In most cases, you don't have to worry about black streaks in fingernails. That is especially true if the black lines are vertical. Horizontal lines, however, may indicate an underlying health condition, such as elevated stress levels or cardiac problems. Vertical lines can be due to hereditary reasons that don't require treatment, the side effect of rheumatoid arthritis, or the result of nutrient mal-absorption or kidney issues.
What Do Black Streaks in Fingernails Mean?
1. Lack of Nutrition
Your nails can give you insight into whether you are receiving enough nutrients, particularly protein and calcium. You may notice white lines on your nails if you have a zinc, protein, or iron deficiency. Mild green or turquois streaks can indicate hypersensitivity or tension.
Bleeding underneath the nails is known as a splinter hemorrhage and this sometimes causes black or dark red lines. It can occur due to blood vessel inflammation or capillary damage and affect one or multiple nails. The blood traces may seem brownish or reddish in addition to blackish. You should seek medical attention if the bleeding under your nails is accompanied by serious symptoms like elevated bleeding, bruising, or fever.
3. Fungal Infections
Fungal infections are considered a common cause of black streaks in fingernails. They may also cause your nail to thicken, creating a more obvious or severe deformity within the nail.

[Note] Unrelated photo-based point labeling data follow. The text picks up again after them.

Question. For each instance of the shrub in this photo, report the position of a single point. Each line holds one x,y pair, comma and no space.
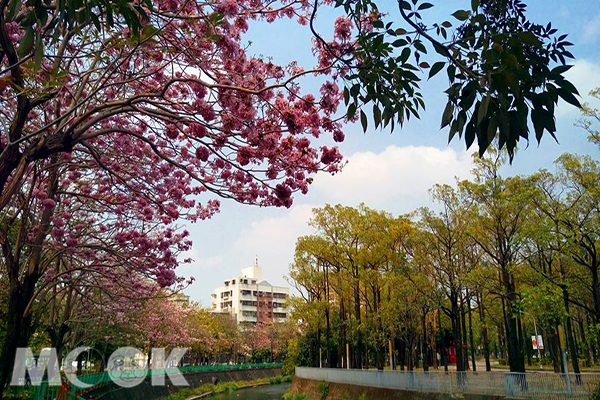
595,394
323,388
297,396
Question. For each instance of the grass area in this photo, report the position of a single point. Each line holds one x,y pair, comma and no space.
224,387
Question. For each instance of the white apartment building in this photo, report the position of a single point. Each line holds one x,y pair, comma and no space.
250,299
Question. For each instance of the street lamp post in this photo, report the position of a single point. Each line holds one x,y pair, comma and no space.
536,338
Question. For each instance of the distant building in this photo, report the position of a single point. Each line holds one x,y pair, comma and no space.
250,299
180,298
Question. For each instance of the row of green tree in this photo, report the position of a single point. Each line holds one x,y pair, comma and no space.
496,259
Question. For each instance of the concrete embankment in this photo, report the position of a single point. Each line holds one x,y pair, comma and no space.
145,390
315,390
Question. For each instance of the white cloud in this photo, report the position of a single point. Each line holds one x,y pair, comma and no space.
273,240
199,265
396,180
591,29
584,75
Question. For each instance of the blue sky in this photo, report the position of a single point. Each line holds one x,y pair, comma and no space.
390,171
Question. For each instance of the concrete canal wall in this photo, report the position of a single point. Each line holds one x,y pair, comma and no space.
313,389
145,391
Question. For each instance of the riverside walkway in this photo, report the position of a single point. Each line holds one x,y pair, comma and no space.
530,385
65,390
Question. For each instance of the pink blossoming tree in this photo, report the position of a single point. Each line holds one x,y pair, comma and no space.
112,133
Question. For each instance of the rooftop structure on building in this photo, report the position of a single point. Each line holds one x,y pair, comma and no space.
250,299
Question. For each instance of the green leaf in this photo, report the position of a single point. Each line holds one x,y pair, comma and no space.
461,15
39,52
420,46
568,97
530,39
483,106
437,67
26,43
447,115
13,9
363,120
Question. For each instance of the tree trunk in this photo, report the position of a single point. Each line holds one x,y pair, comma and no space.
471,339
484,335
424,342
571,344
18,325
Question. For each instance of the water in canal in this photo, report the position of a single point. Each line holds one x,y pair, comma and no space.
267,392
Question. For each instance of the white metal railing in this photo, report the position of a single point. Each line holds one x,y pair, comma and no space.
531,385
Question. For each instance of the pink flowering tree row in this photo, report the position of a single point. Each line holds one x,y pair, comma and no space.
111,135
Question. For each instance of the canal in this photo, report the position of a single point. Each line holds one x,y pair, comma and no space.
267,392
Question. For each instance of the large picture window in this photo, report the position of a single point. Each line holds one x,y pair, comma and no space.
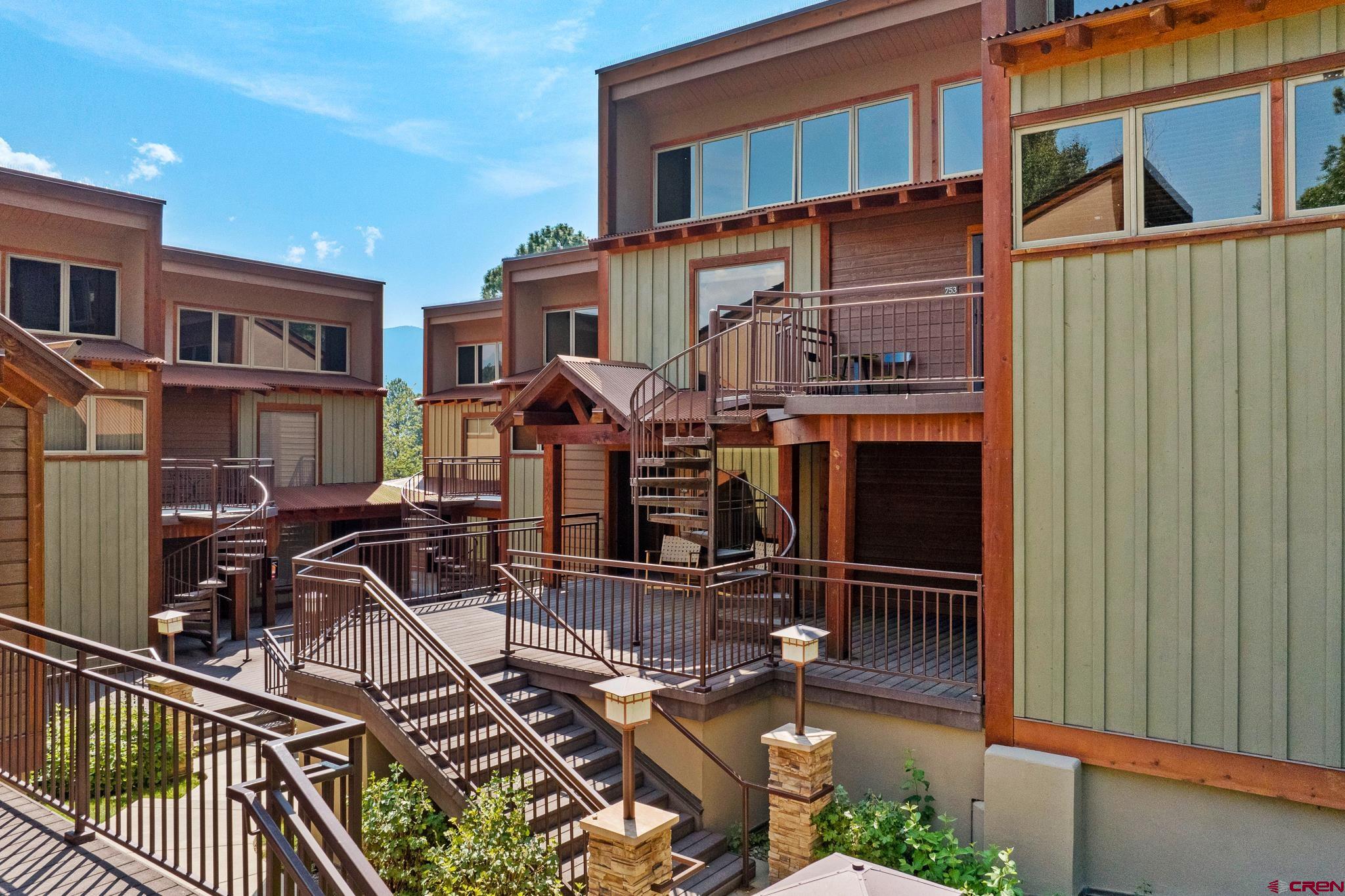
97,425
1192,163
223,337
478,364
732,285
959,129
572,332
839,151
1315,133
62,297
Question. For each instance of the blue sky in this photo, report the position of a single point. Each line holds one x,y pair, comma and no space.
413,141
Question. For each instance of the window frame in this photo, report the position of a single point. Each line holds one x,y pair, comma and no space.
477,366
569,312
911,141
64,310
92,429
852,108
943,129
1137,147
1130,199
1292,209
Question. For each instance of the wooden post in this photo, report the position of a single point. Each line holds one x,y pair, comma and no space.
841,461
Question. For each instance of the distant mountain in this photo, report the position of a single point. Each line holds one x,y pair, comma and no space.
404,349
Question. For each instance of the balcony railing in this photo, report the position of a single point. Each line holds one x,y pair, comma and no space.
221,803
920,625
222,484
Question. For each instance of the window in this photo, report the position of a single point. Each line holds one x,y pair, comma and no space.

This fingernail condition includes black lines on the nails, nail discoloration, and/or excessive pigmentation. It is most common in those who are older and dark-skinned. It may be due to certain medications, underlying medical conditions, trauma or injury to your nail bed, radiation therapy, UV light exposure, or pregnancy.
5. Nail Injury
Injuries to your nail may also result in these black lines. They will typically start at the bottom area of the nail before moving upward. It is also possible that the lines form when a wood splinter or other foreign material becomes lodged inside your fingernail.
This deadly skin cancer can include subungual melanoma which is characterized by its black streaks in fingernails. It can also lead to dark pigmentation of the skin by the border of the relevant nail. To rule out melanoma, your doctor will look for the following symptoms and signs:
- Subungual melanoma is most common in those between 50 and 70.
- The black or brown band is wider across than three millimeters.
- The appearance of the pigment band has changed.
- The thumb is most commonly affected, followed by the big toe and index finger.
- Hutchinson sign or the discoloration extends into the nail fold or cuticle.
- A family history with melanoma
Your doctor will confirm melanoma with a biopsy.
What Else Should You Watch Out on Your Nails?
1. Small Vertical Red Lines
In addition to black streaks in fingernails, you should also look for red or brownish streaks that can look like dried blood. This can indicate the splinter hemorrhages which may also indicate heart issues or just be the result of a random injury.
2. Clubbed Nails
Clubbed nails occur when the toes or fingertips have widened and seem to bulge past your last knuckle and the nails have widened and curved down as if they wrap around the fingertips. They may indicate lung disease, so you should schedule a physical exam for clubbed nails, particularly if you also have shortness of breath or coughing.
Spooning or koilonychias refers to little dips in the nail beds that seem to be able to hold liquid. They are typically very pale and remain white for over a minute after being pressed down. This can indicate iron-deficiency anemia. Watch for symptoms like lack of energy, or visit your doctor.
4. Rippled Nails
Rippled or pitted nails indicate tiny holes or indentations in the nail bed, which may be due to psoriasis. It can also indicate psoriatic arthritis or in rare cases diseases of connective tissue like Reiter's syndrome. Your doctor can determine the underlying condition and recommend treatment.
5. Brittle Nails
If your nails are brittle, splitting, peeling, or easily cracked, and have vertical ridges on the surface, you may have an underactive thyroid and the gland doesn't produce enough thyroid hormone. It is usually accompanied by brittle, thin hair and disruption of other metabolic functions. Ask your doctor to check your thyroid hormone levels.
6. Nails Separating from Nail Beds
If the nail begins to separate from the nail bed, this is called onycholysis and it typically starts on the fifth or fourth fingernails. It also indicates thyroid disease, particularly hyperthyroidism. Too much thyroid hormone leads to excessive nail growth. It is more common in younger patients and is frequently accompanied by difficulty concentrating, weight loss, increased appetite, protruding eyes, fatigue, itching, and hair loss.
7. White Ridges Across the Nail Beds
Beau's lines are white ridges that go across your nail bed's width and can affect one or more nails. These are ridges within the nail and can indicate diabetes, Raynaud's disease, psoriasis, or nail trauma. They sometimes occur with aging or following chemotherapy or beta-blocker use.
8. Horizontal Bands Across the Nails
Mees' lines are white bands that run parallel across the nails horizontally. Just like the white ridges, Mees' lines can affect one or more nail. This is due to arsenic poisoning but is very rare.